Mr Brass slyly tickles his nose with his pen, and looks at Kit with the

water standing in his eyes. Kit thinks that if ever there was a good

man who belied his appearance, that man is Sampson Brass.

'A man,' says Sampson, 'who loses forty-seven pound ten in one morning

by his honesty, is a man to be envied. If it had been eighty pound,

the luxuriousness of feeling would have been increased. Every pound

lost, would have been a hundredweight of happiness gained. The still

small voice, Christopher,' cries Brass, smiling, and tapping himself on

the bosom, 'is a-singing comic songs within me, and all is happiness

and joy!'

Kit is so improved by the conversation, and finds it go so completely

home to his feelings, that he is considering what he shall say, when Mr

Garland appears. The old gentleman is helped into the chaise with

great obsequiousness by Mr Sampson Brass; and the pony, after shaking

his head several times, and standing for three or four minutes with all

his four legs planted firmly on the ground, as if he had made up his

mind never to stir from that spot, but there to live and die, suddenly

darts off, without the smallest notice, at the rate of twelve English

miles an hour. Then, Mr Brass and his sister (who has joined him at

the door) exchange an odd kind of smile--not at all a pleasant one in

its expression--and return to the society of Mr Richard Swiveller,

who, during their absence, has been regaling himself with various feats

of pantomime, and is discovered at his desk, in a very flushed and

heated condition, violently scratching out nothing with half a penknife.

Whenever Kit came alone, and without the chaise, it always happened

that Sampson Brass was reminded of some mission, calling Mr Swiveller,

if not to Peckham Rye again, at all events to some pretty distant place

from which he could not be expected to return for two or three hours,

or in all probability a much longer period, as that gentleman was not,

to say the truth, renowned for using great expedition on such

occasions, but rather for protracting and spinning out the time to the

very utmost limit of possibility. Mr Swiveller out of sight, Miss

Sally immediately withdrew. Mr Brass would then set the office-door

wide open, hum his old tune with great gaiety of heart, and smile

seraphically as before. Kit coming down-stairs would be called in;

entertained with some moral and agreeable conversation; perhaps

entreated to mind the office for an instant while Mr Brass stepped over

the way; and afterwards presented with one or two half-crowns as the

case might be. This occurred so often, that Kit, nothing doubting but

that they came from the single gentleman who had already rewarded his

mother with great liberality, could not enough admire his generosity;

and bought so many cheap presents for her, and for little Jacob, and

for the baby, and for Barbara to boot, that one or other of them was

having some new trifle every day of their lives.
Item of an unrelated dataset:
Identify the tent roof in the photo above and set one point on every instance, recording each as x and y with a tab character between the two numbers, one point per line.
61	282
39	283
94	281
While these acts and deeds were in progress in and out of the office of

Sampson Brass, Richard Swiveller, being often left alone therein, began

to find the time hang heavy on his hands. For the better preservation

of his cheerfulness therefore, and to prevent his faculties from

rusting, he provided himself with a cribbage-board and pack of cards,

and accustomed himself to play at cribbage with a dummy, for twenty,

thirty, or sometimes even fifty thousand pounds aside, besides many

hazardous bets to a considerable amount.